Titolo della sentenza
Sanità pubblica - Norme della Regione Campania – Previsione che “per l’anno 2012 l’entrata di euro 15.700.000,00, già finalizzata alla copertura dell’ammortamento del debito sanitario pregresso al 31 dicembre 2005, non cartolarizzato, è rifinalizzata al finanziamento dei mutui contratti dagli enti locali per la realizzazione di opere pubbliche a valere sulla UPB 1.82.227” - Elusione del vincolo di rispetto degli impegni finanziari assunti nel Piano di rientro approvato con specifico accordo con lo Stato – Violazione della competenza legislativa statale nella materia concorrente del coordinamento della finanza pubblica – Violazione della potestà sostitutiva statale - Illegittimità costituzionale parziale.
Estratto dalla motivazione
“Ai fini dello scrutinio della questione, va richiamato, in premessa, il principio consolidato nella giurisprudenza di questa Corte, per cui «l’autonomia legislativa concorrente delle Regioni nel settore della tutela della salute e, in particolare, nell’ambito della gestione del servizio sanitario può incontrare limiti alla luce degli obiettivi della finanza pubblica e del contenimento della spesa», peraltro in un «quadro di esplicita condivisione da parte delle Regioni della assoluta necessità di contenere i disavanzi del settore sanitario» (sentenze n. 79 del 2013, n. 91 del 2012 e n. 193 del 2007).

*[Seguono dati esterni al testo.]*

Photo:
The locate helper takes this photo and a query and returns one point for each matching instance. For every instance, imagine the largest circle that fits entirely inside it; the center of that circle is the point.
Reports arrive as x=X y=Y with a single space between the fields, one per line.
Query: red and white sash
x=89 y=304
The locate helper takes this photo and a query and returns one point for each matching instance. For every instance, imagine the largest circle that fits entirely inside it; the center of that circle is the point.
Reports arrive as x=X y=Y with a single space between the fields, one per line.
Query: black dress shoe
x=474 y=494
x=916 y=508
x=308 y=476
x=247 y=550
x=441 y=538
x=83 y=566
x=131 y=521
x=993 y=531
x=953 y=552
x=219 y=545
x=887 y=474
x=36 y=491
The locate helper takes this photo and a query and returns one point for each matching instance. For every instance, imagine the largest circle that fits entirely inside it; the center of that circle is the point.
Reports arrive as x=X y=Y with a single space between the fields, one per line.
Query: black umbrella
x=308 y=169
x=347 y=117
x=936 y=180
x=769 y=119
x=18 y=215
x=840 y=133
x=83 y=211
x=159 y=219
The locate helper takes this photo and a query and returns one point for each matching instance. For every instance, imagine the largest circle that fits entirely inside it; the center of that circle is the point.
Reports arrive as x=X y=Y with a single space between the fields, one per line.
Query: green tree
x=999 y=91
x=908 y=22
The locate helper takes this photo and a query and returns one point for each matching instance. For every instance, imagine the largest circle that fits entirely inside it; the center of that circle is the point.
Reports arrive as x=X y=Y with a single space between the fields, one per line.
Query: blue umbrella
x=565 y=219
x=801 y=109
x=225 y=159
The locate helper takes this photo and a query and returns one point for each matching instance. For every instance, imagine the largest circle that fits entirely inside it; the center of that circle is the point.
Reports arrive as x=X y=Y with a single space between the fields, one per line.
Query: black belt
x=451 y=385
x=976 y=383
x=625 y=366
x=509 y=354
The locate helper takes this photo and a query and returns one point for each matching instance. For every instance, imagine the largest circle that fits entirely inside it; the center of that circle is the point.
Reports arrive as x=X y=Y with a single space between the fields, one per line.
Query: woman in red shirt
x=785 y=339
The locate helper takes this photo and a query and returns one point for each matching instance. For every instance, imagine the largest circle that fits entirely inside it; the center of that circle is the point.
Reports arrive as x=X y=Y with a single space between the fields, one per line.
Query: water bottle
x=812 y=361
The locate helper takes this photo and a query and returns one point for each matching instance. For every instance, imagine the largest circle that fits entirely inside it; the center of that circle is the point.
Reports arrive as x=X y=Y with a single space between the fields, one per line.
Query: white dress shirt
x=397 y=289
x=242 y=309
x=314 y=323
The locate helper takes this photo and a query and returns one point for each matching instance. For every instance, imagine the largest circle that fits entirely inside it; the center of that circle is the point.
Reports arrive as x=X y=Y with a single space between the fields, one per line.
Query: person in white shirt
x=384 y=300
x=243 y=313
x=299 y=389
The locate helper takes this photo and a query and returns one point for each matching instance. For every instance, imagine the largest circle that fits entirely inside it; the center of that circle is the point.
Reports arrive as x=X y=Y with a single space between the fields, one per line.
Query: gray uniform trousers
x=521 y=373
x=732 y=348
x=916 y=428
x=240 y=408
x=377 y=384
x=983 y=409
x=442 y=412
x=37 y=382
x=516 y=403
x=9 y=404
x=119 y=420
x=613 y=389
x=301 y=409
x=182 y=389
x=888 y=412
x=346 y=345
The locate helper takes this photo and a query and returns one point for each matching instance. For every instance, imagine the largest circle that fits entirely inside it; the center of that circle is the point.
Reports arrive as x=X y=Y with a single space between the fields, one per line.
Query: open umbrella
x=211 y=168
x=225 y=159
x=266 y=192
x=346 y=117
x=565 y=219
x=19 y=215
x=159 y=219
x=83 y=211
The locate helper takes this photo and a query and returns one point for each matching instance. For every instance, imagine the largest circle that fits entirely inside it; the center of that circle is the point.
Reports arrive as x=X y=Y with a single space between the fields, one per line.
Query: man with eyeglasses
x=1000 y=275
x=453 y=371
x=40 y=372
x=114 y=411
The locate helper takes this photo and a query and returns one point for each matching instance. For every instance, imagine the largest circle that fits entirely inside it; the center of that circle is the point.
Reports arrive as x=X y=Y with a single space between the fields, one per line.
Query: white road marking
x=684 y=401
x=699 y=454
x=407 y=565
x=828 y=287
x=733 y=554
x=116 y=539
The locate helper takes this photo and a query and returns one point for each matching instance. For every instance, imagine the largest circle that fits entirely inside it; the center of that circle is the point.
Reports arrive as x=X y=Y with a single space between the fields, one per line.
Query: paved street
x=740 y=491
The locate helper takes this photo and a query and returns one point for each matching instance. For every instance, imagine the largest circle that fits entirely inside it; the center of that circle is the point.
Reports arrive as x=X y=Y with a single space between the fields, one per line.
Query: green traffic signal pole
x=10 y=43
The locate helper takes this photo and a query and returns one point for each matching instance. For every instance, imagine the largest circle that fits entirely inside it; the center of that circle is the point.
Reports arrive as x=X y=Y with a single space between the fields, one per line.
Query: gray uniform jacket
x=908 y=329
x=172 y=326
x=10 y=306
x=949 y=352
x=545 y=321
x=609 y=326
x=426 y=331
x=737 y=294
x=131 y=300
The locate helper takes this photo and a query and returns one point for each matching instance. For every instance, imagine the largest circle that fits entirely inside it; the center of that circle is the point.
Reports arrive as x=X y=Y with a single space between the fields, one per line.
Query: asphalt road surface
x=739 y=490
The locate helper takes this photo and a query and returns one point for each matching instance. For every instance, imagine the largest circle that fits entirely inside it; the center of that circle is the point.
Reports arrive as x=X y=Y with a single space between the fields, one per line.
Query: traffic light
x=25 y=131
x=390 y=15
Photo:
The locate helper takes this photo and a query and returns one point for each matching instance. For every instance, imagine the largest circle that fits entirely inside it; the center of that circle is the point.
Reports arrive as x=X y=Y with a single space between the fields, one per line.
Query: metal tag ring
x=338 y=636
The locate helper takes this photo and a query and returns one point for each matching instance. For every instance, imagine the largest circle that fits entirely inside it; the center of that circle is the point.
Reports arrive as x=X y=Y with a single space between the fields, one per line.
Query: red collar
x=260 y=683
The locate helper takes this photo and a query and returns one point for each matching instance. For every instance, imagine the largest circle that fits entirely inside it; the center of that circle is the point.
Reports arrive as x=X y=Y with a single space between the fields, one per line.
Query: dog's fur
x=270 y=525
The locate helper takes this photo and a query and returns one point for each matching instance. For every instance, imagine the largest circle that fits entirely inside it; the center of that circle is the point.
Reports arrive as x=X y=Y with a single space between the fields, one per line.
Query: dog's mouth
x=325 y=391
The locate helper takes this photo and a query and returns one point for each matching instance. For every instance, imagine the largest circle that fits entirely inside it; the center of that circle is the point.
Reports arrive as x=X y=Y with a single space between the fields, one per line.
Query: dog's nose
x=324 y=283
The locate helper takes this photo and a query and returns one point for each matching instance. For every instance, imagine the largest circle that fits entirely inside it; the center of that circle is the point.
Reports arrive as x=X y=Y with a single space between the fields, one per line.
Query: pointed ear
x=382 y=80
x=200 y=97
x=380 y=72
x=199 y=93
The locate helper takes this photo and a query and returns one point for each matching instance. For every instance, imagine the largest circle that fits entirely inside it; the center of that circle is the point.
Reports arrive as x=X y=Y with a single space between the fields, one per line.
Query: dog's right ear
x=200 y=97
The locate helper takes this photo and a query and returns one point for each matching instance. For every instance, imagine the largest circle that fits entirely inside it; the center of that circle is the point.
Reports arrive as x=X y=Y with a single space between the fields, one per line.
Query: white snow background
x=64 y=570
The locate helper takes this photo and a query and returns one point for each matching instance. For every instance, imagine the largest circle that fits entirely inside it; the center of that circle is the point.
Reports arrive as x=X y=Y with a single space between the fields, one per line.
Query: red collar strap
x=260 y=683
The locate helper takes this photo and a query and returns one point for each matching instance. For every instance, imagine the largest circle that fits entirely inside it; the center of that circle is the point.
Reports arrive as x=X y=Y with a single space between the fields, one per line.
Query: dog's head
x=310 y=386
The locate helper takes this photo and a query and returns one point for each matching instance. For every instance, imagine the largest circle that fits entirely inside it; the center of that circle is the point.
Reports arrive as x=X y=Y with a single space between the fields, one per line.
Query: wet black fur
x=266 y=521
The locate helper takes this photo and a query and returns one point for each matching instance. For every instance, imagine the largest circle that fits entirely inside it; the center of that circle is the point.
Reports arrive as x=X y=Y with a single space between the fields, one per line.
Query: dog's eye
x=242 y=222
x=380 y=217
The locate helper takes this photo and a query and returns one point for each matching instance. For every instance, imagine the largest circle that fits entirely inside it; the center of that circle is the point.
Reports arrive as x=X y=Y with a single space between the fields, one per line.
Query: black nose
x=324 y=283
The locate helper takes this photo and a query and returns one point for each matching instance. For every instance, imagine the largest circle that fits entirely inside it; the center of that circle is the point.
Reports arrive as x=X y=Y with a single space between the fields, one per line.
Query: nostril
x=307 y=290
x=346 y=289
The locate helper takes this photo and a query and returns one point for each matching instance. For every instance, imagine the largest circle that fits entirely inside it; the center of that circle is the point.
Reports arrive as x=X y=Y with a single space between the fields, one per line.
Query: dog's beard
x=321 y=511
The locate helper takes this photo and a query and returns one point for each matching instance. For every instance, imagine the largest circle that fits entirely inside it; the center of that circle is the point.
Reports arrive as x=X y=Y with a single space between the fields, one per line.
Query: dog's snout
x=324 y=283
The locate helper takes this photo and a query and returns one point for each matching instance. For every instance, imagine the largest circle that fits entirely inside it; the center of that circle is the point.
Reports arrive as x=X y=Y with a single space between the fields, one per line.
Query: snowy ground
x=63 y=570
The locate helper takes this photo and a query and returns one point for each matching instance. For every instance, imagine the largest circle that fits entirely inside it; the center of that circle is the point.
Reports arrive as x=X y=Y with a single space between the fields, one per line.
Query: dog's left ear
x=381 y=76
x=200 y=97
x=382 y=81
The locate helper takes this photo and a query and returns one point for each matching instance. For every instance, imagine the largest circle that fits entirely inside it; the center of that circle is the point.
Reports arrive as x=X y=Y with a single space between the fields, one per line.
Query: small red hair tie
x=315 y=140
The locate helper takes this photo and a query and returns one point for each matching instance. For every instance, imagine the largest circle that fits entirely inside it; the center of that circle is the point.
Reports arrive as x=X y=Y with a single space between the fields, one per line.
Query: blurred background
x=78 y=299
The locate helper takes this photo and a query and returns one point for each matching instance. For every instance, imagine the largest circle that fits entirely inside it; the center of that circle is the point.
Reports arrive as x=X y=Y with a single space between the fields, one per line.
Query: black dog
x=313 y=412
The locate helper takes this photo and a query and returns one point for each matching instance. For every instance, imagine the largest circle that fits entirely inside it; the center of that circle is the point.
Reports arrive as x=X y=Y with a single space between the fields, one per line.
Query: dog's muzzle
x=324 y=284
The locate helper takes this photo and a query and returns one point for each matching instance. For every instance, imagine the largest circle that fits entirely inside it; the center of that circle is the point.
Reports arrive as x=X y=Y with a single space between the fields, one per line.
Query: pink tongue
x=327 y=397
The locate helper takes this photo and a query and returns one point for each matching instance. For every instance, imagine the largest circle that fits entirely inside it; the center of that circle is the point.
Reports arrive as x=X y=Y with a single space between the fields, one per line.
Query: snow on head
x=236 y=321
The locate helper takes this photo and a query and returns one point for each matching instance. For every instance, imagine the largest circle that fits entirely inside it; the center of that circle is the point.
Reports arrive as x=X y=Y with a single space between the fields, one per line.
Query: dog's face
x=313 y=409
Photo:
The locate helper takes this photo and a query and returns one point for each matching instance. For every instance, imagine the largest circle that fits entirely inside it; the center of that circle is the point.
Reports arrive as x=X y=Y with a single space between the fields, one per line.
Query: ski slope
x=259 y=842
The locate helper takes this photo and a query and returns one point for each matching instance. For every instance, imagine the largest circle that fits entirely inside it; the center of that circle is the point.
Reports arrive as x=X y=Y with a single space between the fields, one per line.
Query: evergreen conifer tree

Per cui il legislatore statale può «legittimamente imporre alle Regioni vincoli alla spesa corrente per assicurare l’equilibrio unitario della finanza pubblica complessiva, in connessione con il perseguimento di obiettivi nazionali, condizionati anche da obblighi comunitari» (sentenze n. 91 del 2012, n. 163 del 2011 e n. 52 del 2010). Da ciò si è inferito, ed è stato più volte ribadito, che l’art. 2, comma 95, della legge 23 dicembre 2009, n. 191 (Disposizioni per la formazione del bilancio annuale e pluriennale dello Stato – legge finanziaria 2010), invocato dal ricorrente come norma interposta in relazione alla denunciata violazione dell’art. 117, terzo comma, Cost., al pari dell’articolo 1, comma 796, lettera b), della legge 27 dicembre 2006, n. 296 (Disposizioni per la formazione del bilancio annuale e pluriennale dello Stato – Legge finanziaria 2007), e del comma 80 del medesimo articolo 2 della legge n. 191 del 2009, può essere qualificato «come espressione di un principio fondamentale diretto al contenimento della spesa pubblica sanitaria e, dunque, espressione di un correlato principio di coordinamento della finanza pubblica» (sentenze n. 79 del 2013, n. 91 del 2012, n. 163 e n. 123 del 2011, n. 141 e n. 100 del 2010). Tali norme hanno, infatti, reso vincolanti, per le Regioni che li abbiano sottoscritti, gli interventi individuati negli accordi di cui all’art. 1, comma 180, della legge 30 dicembre 2004, n. 311 (Disposizioni per la formazione del bilancio annuale e pluriennale dello Stato – legge finanziaria 2005), finalizzati a realizzare il contenimento della spesa sanitaria ed a ripianare i debiti anche mediante la previsione di speciali contributi finanziari dello Stato (sentenza n. 91 del 2012)”. (Considerato in diritto, 2)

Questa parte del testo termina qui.